Heute Abend. Donnerstag. Nathalie war beim Taekwondo. Cecilia hatte eine Besprechung mit den beiden Kollegen, mit denen sie eine psychotherapeutische Gemeinschaftspraxis in Tübingen führte. Er wäre ohnehin allein zu Hause. Warum eigentlich nicht? Er hatte so viele Fragen, die er nicht in Peppis Gegenwart stellen wollte.

»Okay, ich kann allerdings nicht versprechen, pünktlich zu sein.« Er steckte den Zettel in die Gesäßtasche.

»Woher kennst du die Frau?«, fragte Peppi, sobald sie wieder unter sich waren.

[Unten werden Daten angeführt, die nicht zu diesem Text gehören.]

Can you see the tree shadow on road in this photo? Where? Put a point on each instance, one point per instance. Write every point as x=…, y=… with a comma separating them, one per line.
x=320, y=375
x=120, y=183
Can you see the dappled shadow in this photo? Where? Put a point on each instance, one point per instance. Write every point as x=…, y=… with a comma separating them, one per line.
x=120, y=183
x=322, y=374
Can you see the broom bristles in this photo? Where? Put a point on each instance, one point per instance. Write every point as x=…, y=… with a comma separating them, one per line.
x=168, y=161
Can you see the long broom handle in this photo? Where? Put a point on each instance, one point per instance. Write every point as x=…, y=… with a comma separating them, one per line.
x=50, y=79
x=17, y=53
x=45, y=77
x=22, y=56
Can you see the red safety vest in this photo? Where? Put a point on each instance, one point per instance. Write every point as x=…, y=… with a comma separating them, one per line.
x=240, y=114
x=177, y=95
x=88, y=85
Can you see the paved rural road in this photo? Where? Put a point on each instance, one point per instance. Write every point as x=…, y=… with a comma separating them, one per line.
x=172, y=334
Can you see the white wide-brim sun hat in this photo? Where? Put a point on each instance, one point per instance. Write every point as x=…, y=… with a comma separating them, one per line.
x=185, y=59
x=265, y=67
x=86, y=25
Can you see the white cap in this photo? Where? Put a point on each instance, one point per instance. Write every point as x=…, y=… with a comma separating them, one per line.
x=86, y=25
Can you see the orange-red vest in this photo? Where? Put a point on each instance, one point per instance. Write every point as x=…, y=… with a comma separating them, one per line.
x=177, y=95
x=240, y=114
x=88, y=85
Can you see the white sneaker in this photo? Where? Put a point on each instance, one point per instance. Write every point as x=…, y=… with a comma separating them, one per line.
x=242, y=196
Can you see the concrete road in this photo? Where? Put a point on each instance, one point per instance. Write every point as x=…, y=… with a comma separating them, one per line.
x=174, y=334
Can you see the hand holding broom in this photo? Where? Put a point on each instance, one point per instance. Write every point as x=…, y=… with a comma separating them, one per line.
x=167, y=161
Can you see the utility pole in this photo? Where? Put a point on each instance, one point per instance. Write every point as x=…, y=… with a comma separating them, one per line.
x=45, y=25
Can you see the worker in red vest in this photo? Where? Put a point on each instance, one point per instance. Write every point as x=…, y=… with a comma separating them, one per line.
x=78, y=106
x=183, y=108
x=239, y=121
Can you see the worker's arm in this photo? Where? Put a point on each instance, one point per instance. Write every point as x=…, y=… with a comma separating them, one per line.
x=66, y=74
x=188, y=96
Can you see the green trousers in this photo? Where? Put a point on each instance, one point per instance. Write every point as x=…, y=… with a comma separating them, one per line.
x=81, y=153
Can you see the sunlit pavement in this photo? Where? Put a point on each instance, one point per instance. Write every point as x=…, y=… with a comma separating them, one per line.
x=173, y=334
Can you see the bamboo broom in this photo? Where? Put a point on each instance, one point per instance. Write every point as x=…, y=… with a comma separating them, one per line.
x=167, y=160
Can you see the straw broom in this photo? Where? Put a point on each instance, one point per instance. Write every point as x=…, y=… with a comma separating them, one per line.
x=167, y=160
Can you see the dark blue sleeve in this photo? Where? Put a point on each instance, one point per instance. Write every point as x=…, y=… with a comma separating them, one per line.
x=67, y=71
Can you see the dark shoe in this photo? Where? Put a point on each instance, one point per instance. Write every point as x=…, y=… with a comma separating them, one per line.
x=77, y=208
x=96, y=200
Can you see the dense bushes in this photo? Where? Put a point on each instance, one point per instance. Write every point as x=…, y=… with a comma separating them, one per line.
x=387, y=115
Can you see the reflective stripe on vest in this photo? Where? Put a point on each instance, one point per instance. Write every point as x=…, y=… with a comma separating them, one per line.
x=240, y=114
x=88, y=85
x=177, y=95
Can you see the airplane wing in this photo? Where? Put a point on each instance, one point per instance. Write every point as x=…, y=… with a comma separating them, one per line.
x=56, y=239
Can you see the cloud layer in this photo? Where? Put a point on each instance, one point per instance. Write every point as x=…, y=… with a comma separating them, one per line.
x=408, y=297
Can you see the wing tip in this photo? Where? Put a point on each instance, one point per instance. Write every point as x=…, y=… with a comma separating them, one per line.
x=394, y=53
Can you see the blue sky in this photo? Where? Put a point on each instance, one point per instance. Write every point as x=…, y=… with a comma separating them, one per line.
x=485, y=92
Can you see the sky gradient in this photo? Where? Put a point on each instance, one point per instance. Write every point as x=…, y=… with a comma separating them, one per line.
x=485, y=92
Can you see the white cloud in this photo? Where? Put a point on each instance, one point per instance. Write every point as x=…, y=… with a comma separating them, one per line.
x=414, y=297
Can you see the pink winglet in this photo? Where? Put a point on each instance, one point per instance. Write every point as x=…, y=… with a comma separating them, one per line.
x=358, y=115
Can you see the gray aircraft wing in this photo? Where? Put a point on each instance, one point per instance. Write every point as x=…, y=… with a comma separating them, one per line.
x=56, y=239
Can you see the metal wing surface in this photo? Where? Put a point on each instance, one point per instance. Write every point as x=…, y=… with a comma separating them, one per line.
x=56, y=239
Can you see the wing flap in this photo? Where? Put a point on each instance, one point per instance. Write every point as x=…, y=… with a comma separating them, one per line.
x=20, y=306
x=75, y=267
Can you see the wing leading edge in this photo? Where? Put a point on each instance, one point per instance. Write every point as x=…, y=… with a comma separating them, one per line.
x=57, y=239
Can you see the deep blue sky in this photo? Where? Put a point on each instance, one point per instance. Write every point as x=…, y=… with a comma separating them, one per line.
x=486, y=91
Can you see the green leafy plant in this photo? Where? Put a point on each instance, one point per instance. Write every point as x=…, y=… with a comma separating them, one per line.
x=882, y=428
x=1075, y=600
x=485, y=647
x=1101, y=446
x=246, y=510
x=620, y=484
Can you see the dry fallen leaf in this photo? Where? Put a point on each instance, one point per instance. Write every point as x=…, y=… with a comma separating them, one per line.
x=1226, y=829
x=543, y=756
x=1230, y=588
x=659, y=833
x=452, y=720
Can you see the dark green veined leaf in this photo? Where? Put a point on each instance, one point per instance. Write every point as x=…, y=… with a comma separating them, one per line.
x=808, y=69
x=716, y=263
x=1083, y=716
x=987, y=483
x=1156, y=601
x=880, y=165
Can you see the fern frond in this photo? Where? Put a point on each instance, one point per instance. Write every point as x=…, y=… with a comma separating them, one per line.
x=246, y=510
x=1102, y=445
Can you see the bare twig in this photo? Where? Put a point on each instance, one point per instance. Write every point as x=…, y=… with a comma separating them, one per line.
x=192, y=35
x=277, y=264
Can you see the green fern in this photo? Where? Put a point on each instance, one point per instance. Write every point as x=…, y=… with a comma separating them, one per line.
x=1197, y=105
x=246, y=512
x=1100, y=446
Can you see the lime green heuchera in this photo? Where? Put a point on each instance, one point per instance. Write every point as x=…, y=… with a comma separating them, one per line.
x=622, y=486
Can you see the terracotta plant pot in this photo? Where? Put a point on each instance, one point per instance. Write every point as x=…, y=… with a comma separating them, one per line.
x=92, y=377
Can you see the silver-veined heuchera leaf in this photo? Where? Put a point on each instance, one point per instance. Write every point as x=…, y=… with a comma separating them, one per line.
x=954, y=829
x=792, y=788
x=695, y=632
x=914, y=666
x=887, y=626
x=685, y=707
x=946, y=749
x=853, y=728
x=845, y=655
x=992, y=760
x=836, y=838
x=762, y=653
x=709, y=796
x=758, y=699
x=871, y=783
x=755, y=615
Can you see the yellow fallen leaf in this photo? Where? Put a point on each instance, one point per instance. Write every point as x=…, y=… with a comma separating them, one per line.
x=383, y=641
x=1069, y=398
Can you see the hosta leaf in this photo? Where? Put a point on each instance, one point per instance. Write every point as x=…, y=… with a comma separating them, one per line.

»Wir haben zusammen Abitur gemacht.«

»Und?«

»Was– und?«

Peppi musterte ihn einen Augenblick über das Dach des Dienstwagens hinweg, dann drückte sie auf den Autoschlüssel, um die Türen zu entriegeln. »Nichts.«

Sie lenkte den Wagen über den Schotterplatz zurück auf den Landwirtschaftsweg. »Was war das mit ›Auerbachs Keller‹?«

»Das war früher unser Treffpunkt.«

»Ihr zwei im Keller?« Peppi grinste anzüglich. »Also war da doch mehr.«

»Es war die ›Filmklause‹ in Schönaich, eine kleine Disco. Da hat sich unsere Clique getroffen.«

»›Filmklause‹? Kenn ich nicht.«

»Gibt’s ja auch nicht mehr.«

»Und warum nennt ihr diese ›Filmklause‹ ›Auerbachs Keller‹?«

»Ist ein Insider.«

»Bitte, bitte, Andi, lass mich teilhaben an deiner wilden Jugend.«

Wilde Jugend. Brander musste grinsen. »Schon mal Goethes ›Faust‹ gelesen?«

»Ist eine Weile her.«

»Dann lies es noch mal.«

»Während du dich heute Abend mit deiner Schulfreundin triffst?« Peppi sah stirnrunzelnd zu ihm rüber. »Du bist dir aber schon im Klaren, dass sie eine mögliche Verdächtige in einem Mordfall sein könnte.«

»Erstens wissen wir noch nicht, wie Constantin Dreyer zu Tode kam, und zweitens, sollte es sich herausstellen, dass wir tatsächlich einen Mord oder Totschlag ermitteln, ist Trisha ganz sicher nicht die Täterin.«

»Ach ja? Wie gut kennst du sie? Wann hast du sie denn das letzte Mal gesehen?«

»Peppi, jetzt werd nicht komisch«, gab Brander genervt zurück.

Trisha Reed. Wie lange war das her? Es mussten jetzt siebenundzwanzig Jahre sein.